In this commit, we refactor the code to use fewer system calls in
the common cases of 1) unlink just works 2) file doesn't exist.

For the file doesn't exist case (before)

  1. stat() to determine if path is directory
  2. generate random filename
  3. rename()

after:

  1. stat() to get path info

For the file not open case (before)

  1. stat() to determine if path is directory
  2. generate random filename
  3. rename()
  4. unlink()

after:

  1. stat()
  2. unlink()

For the file open case (before)

  1. stat() to determine if path is directory
  2. generate random filename
  3. rename()
  4. unlink()

after:

  1. stat()
  2. unlink()
  3. generate random filename
  4. rename()
  5. unlink()

There is also a scenario where the unlink fails due to the file being
marked as read-only. In this case we also introduce an extra unlink()
call. However, I reckon the common case is the file isn't marked as
read-only and skipping the random generation and rename is worth it.

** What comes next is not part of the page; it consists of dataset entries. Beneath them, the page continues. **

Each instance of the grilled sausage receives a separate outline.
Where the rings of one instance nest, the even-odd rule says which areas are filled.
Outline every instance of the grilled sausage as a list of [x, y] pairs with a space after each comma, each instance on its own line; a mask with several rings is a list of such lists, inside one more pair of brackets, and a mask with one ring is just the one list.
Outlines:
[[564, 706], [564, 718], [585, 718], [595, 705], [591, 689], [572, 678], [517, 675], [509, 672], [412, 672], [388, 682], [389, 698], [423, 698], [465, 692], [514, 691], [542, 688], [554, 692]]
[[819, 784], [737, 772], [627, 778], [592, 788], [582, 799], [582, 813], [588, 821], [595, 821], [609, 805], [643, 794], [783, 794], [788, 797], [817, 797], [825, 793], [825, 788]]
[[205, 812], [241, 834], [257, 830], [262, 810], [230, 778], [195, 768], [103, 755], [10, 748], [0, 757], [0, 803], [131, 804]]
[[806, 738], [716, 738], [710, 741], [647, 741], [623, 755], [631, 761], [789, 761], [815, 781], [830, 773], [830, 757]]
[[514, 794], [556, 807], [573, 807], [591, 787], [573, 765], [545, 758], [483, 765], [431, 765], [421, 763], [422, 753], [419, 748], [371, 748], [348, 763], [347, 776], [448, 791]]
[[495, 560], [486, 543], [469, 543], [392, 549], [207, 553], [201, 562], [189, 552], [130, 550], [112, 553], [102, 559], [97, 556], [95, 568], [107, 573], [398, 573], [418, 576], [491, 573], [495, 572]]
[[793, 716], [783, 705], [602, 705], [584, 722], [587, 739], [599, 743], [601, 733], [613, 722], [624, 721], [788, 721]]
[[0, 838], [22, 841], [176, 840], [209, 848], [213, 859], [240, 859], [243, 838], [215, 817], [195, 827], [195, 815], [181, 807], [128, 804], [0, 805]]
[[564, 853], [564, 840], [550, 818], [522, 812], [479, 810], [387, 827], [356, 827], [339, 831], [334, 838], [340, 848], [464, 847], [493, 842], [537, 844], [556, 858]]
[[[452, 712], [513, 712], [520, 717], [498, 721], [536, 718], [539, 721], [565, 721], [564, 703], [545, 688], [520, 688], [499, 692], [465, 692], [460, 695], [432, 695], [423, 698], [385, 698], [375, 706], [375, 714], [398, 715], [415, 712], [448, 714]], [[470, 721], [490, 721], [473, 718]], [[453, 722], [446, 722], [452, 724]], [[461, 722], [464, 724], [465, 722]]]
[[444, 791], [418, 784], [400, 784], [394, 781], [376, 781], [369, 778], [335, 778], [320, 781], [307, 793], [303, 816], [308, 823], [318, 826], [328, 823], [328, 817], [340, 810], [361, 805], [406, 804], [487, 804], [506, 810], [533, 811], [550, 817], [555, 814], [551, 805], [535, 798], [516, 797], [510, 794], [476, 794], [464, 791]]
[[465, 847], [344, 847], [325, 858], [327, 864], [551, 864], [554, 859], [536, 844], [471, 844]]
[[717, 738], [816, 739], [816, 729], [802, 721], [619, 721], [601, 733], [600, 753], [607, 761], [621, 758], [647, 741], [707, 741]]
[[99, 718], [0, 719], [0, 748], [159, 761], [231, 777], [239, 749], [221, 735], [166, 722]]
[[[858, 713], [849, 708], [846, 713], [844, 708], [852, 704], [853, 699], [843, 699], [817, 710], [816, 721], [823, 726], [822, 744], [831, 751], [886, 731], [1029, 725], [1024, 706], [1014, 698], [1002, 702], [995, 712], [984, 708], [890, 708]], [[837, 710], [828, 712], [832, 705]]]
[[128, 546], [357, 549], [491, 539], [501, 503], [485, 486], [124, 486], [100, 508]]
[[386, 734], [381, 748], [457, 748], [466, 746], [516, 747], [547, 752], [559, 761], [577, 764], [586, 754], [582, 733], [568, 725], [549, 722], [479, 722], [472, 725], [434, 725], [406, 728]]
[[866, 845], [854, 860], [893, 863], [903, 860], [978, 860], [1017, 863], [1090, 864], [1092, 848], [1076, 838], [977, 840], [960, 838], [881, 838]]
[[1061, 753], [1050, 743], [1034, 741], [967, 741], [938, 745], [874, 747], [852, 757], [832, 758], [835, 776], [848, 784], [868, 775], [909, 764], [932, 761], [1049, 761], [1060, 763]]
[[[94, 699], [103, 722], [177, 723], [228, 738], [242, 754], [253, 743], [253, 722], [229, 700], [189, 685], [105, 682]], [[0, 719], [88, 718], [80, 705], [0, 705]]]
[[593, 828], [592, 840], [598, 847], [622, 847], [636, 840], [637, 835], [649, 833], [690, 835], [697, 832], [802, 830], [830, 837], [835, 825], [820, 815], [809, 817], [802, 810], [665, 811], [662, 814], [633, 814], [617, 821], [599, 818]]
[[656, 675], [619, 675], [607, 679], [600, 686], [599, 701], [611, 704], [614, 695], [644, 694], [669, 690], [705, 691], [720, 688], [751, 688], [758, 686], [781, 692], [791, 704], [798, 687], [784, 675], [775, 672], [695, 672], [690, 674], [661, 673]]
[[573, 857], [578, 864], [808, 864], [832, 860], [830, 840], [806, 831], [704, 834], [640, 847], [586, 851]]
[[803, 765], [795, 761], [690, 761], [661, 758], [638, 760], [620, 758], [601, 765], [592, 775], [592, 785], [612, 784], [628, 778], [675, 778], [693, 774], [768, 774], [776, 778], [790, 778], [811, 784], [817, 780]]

I /think/ this change makes bulk file writing on Windows faster. This
is because vfs.call calls unlink() when a file is opened for
writing. When writing a few hundred files files as part of a clone or
working directory update, the extra system calls can matter.
win32.unlink() did show up in performance profiles, which is what
caused me to look at this code. But I/O performance is hard to measure
and I'm not sure if the ~30s off of ~620s for a stream clone unbundle
on the Firefox repo is indicative of real world performance. I do know
the new code uses fewer system calls and shouldn't be slower.

Diff Detail

Repository
rHG Mercurial
Lint
Lint Skipped
Unit
Unit Tests Skipped

Event Timeline

indygreg created this revision.Aug 31 2017, 6:32 PM

On my Windows desktop at home, this reduced hg debugapplystreamclonebundle for mozilla-unified from ~185s to ~160s. So that's 2 machines showing a wall time reduction for this operation.

quark accepted this revision.Sep 1 2017, 1:55 PM
quark added a subscriber: quark.

LGTM. Out of curious, which profiler did you use?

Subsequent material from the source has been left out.